Mehrfachbelastung für KMU
„Bei Planungsvergaben stehen oft große, mächtige Auftraggeber vielen kleinen Planungsbüros gegenüber, die von ihnen wirtschaftlich abhängig sind. Dieses Ungleichgewicht führt schon jetzt oft zu einem für KMU existentiell bedrohlichen Preisverfall“, betont Kolbe des Weiteren. Anstatt dieser Ungerechtigkeit gegenzusteuern, wird diese Entwicklung durch den neuen Gesetzesentwurf noch verstärkt: Den Zuschlag für ein Projekt muss nun auch ein Bieter mit nicht angemessenen, weil viel zu niedrigen Preisen erhalten, solange er dies betriebswirtschaftlich begründen kann – z.B. weil er das Projekt für die Zukunft als Referenz benötigt. Das führt in letzter Konsequenz zu einem ruinösen Preiskampf, den heimische KMU mit hohen Qualitäts- und Sozialstandards gegen Billiganbieter nicht gewinnen können. „Überleben werden diesen Preiskampf wenige internationale Großbüros, wie dies in anderen Staaten und anderen Branchen bereits der Fall ist. Die negativen Folgen sind bekannt,.“ schließt sich Aulinger dieser Kritik an.
Wirtschaft wird durch aufgeblähte Ausschreibungen geschädigt
Zusätzlich werden KMU im vorliegenden Entwurf auch durch aufgeblähte Ausschreibungen belastet. Bisher wurden alle Leistungen, die bei einem Planungsvorhaben getrennt vergeben werden – etwa, Verfahrensorganisation, Sachverständigengutachten, Projektsteuerung, Architektur- und Fachplanung oder Bauaufsicht – auch für die Schätzung des Auftragswertes getrennt betrachtet. Da es sich um eine Vielzahl von kleineren Aufträgen handelt, profitieren besonders regionale KMU von diesen Projekten. Nun müssen alle diese Dienstleistungen zusammengezählt werden. Dadurch werden auch kleinere Projekte wie die Erweiterung eines Kindergartens, der Umbau einer Schule oder eine Straßensanierung künftig nicht mehr nur in Österreich, sondern EU-weit ausgeschrieben. Das führt aufgrund der komplexeren Vergabeverfahren und erhöhter Formvorschriften zu einem hohen Mehraufwand für Gemeinden und Bieter. „Auch die Möglichkeit für Unternehmen, sich überhaupt für den Auftrag bewerben zu können, wird dadurch unnötig erschwert“ kritisert Kolbe.

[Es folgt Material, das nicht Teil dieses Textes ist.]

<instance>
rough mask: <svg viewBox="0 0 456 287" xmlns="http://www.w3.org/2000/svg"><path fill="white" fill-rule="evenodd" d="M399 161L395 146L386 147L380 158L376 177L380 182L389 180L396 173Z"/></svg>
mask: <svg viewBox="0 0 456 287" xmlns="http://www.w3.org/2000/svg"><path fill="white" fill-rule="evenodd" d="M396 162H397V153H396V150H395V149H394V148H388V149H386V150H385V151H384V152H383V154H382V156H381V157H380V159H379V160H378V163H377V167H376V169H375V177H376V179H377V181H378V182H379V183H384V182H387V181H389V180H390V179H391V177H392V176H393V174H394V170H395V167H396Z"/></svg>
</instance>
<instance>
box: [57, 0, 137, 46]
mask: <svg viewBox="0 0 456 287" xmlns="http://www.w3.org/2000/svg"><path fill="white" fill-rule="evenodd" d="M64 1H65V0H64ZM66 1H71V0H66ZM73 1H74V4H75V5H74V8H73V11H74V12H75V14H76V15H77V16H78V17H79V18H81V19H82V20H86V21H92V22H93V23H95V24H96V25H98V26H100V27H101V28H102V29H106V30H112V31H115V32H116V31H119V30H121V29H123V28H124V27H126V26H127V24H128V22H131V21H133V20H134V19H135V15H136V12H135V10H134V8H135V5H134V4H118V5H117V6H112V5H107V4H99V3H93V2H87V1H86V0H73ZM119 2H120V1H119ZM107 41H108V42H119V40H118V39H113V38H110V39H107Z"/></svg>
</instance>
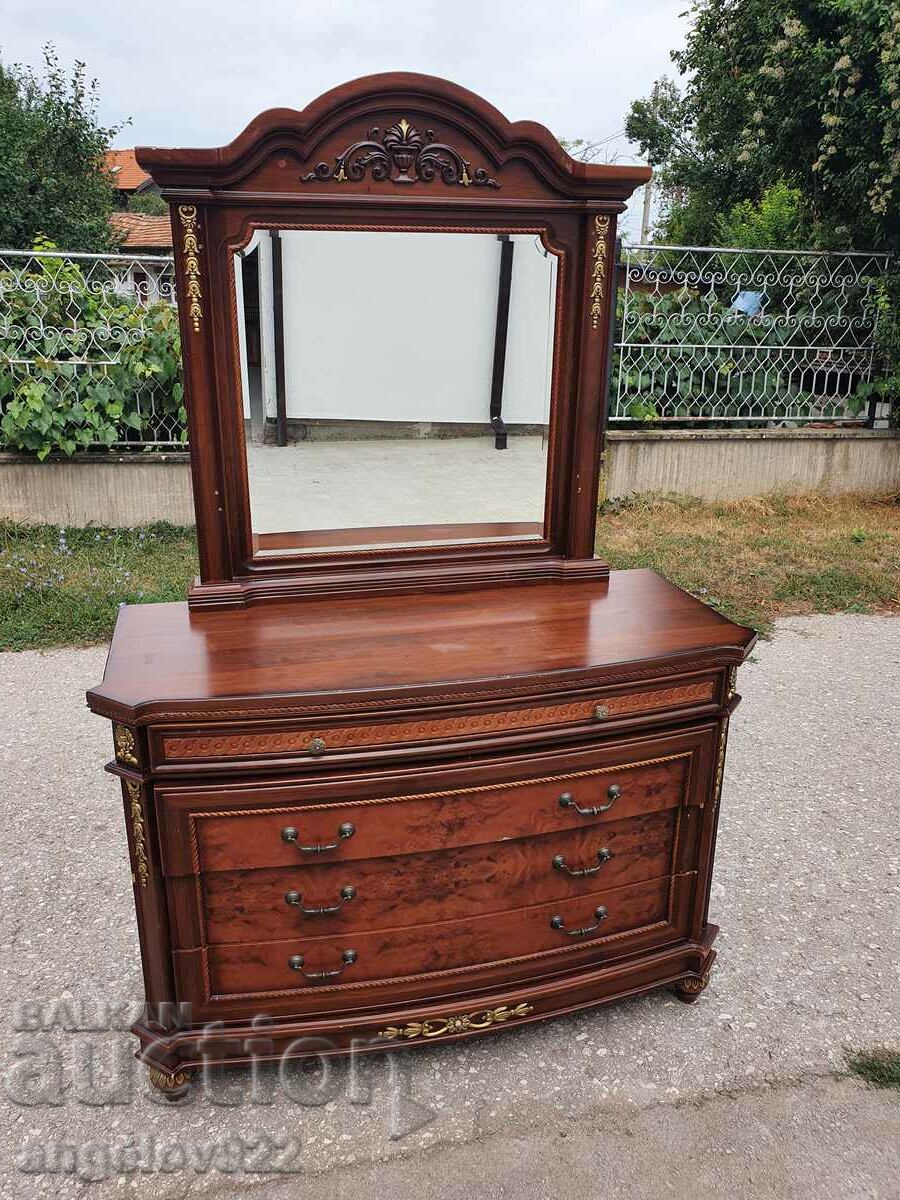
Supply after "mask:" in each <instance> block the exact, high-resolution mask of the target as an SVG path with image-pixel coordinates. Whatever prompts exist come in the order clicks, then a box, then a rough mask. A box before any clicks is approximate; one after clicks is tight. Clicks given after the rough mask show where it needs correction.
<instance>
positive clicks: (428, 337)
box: [234, 229, 557, 556]
mask: <svg viewBox="0 0 900 1200" xmlns="http://www.w3.org/2000/svg"><path fill="white" fill-rule="evenodd" d="M234 277H235V288H236V295H235V310H236V316H238V341H239V348H240V359H241V382H242V404H244V420H245V431H246V445H247V476H248V481H250V503H251V524H252V530H253V546H254V553H256V554H262V556H269V554H286V553H290V554H293V553H304V552H310V553H323V552H329V551H340V552H344V551H353V550H359V548H372V547H382V548H385V550H388V548H390V547H408V546H426V545H431V546H434V545H454V544H472V542H482V541H484V542H492V541H510V540H512V541H533V540H538V539H540V538H541V536H542V532H544V517H545V494H546V480H547V439H548V430H550V407H551V380H552V368H553V331H554V324H556V308H557V298H556V295H557V258H556V256H554V254H553V253H552V252H550V251H548V250H547V248H546V246H545V245H544V242H542V240H541V238H540V235H538V234H533V233H524V234H522V233H517V234H496V233H426V232H421V233H419V232H396V233H392V232H391V233H380V232H362V230H360V232H356V230H353V232H340V230H313V229H304V230H292V229H283V230H275V229H258V230H256V232H254V234H253V236H252V239H251V241H250V242H248V244H247V245H246V247H245V248H244V250H242V251H240V252H239V253H236V254H235V260H234ZM504 443H505V449H498V446H500V445H503V444H504Z"/></svg>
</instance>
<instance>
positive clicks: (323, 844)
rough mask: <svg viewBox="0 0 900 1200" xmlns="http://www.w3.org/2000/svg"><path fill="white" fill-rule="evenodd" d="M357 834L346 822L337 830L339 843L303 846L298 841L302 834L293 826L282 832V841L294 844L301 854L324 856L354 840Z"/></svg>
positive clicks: (283, 830) (349, 822)
mask: <svg viewBox="0 0 900 1200" xmlns="http://www.w3.org/2000/svg"><path fill="white" fill-rule="evenodd" d="M355 832H356V828H355V826H352V824H350V822H349V821H346V822H344V823H343V824H342V826H341V827H340V828H338V830H337V839H338V840H337V841H328V842H317V844H316V845H314V846H301V845H300V844H299V842H298V840H296V839H298V838H299V836H300V834H299V833H298V830H296V829H295V828H294V827H293V826H288V827H287V829H282V830H281V840H282V841H289V842H292V844H293V845H294V846H296V848H298V850H299V851H300V853H301V854H324V853H325V851H329V850H337V847H338V846H340V845H341V842H342V841H344V840H346V839H347V838H352V836H353V835H354V833H355Z"/></svg>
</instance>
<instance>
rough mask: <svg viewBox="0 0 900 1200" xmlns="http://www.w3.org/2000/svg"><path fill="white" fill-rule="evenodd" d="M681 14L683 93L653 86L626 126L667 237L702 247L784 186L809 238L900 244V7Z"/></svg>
mask: <svg viewBox="0 0 900 1200" xmlns="http://www.w3.org/2000/svg"><path fill="white" fill-rule="evenodd" d="M690 17H691V28H690V30H689V34H688V38H686V44H685V48H684V49H683V50H680V52H677V53H673V55H672V59H673V61H674V64H676V65H677V67H678V68H679V71H680V72H682V74H683V76H684V77H685V80H686V82H685V84H684V88H683V90H679V88H678V86H677V85H676V84H673V83H672V80H670V79H661V80H659V83H658V84H656V86H655V92H656V95H655V96H652V97H649V98H647V100H642V101H636V102H635V103H634V104H632V106H631V110H630V114H629V119H628V124H626V132H628V134H629V137H630V138H631V139H632V140H635V142H637V144H638V145H640V146H641V150H642V152H644V154H647V155H649V157H650V160H652V161H653V162H654V163H656V164H658V173H656V181H658V185H659V187H660V191H661V193H662V196H664V199H665V210H664V220H662V232H664V234H665V235H666V236H667V238H668V239H670V240H678V241H682V240H688V241H695V242H707V241H710V240H713V239H714V236H715V234H716V229H718V228H719V227H720V224H721V222H722V220H725V218H726V215H727V214H730V212H731V210H732V209H733V208H734V205H738V204H742V203H743V202H751V203H754V204H758V203H760V200H761V199H762V197H763V196H764V193H766V192H767V190H769V188H772V187H779V186H786V187H787V188H793V190H798V191H799V197H800V205H802V210H803V211H802V215H800V230H802V232H803V234H804V235H805V238H806V239H808V241H809V242H810V244H814V245H821V246H833V247H836V246H841V247H846V246H857V247H859V248H872V247H883V248H900V7H898V6H896V5H895V4H894V2H893V0H695V4H694V7H692V8H691V12H690Z"/></svg>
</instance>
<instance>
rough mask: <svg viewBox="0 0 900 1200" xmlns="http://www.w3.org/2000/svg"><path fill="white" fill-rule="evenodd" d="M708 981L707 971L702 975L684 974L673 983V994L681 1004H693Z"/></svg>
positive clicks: (693, 1003) (705, 988)
mask: <svg viewBox="0 0 900 1200" xmlns="http://www.w3.org/2000/svg"><path fill="white" fill-rule="evenodd" d="M708 983H709V972H708V971H707V972H706V974H702V976H685V977H684V979H679V980H678V983H677V984H676V985H674V994H676V996H677V997H678V998H679V1000H680V1001H682V1003H683V1004H695V1003H696V1002H697V1001H698V1000H700V995H701V992H702V991H704V990H706V986H707V984H708Z"/></svg>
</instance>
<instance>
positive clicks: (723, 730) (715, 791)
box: [713, 716, 728, 809]
mask: <svg viewBox="0 0 900 1200" xmlns="http://www.w3.org/2000/svg"><path fill="white" fill-rule="evenodd" d="M727 743H728V718H727V716H726V718H725V720H724V721H722V724H721V728H720V730H719V750H718V754H716V762H715V786H714V788H713V808H714V809H718V808H719V802H720V800H721V798H722V779H724V778H725V748H726V745H727Z"/></svg>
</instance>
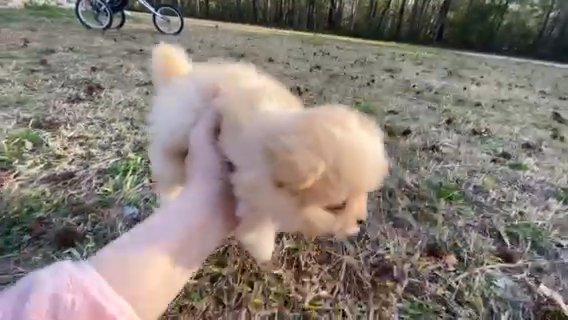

Obwohl der Auftrag derselbe bleibt und sich nur die Berechnung ändert, werden anhand der dann kumulierten Auftragssummen auch wesentlich höhere Anforderungen an die Bieter (beispielsweise erhöhter Jahresumsatz, etc.) gestellt. Diese Berechnungsmethode führt letztendlich dazu, dass KMU ins Hintertreffen geraten und die regionale Wirtschaft geschädigt wird.
Negative Folgen um jeden Preis vermeiden
Die negativen Folgen des Entwurfs sind evident und für den Wirtschafts-Standort Österreich fatal. „Wir müssen alles daran setzen, damit der drohende Preis- und Qualitätsverfall nicht zur Realität wird“, fordert Präsident Aulinger. Um eine sinnvolle Vergabepraxis zu forcieren, sieht Aulinger den Gesetzgeber am Zug:
„Es ist höchste Zeit, dass das Bestbieterprinzip – und mit ihm jene Betriebe, die hohe Qualität zu angemessenen Preisen bieten – gestärkt statt geschwächt wird. Dafür braucht es ein zeitgemäßes Bundesvergabegesetz. Der vorliegende Gesetzesentwurf erfüllt diesen Anspruch in keinster Weise und muss daher vor Inkrafttreten unbedingt überarbeitet werden.“
dann wirds wohl zeit hier den
dann wirds wohl zeit hier den sogenannten schulterschluss mit allen betroffenen zu suchen und auf die strasse zu gehen.
würde mir wünschen, im dienste der transparenz, zu erfahren wer im ministerium lässt sich diese art von gestztesnovellierung einfallen - welche politischen kräfte arbeiten hier ?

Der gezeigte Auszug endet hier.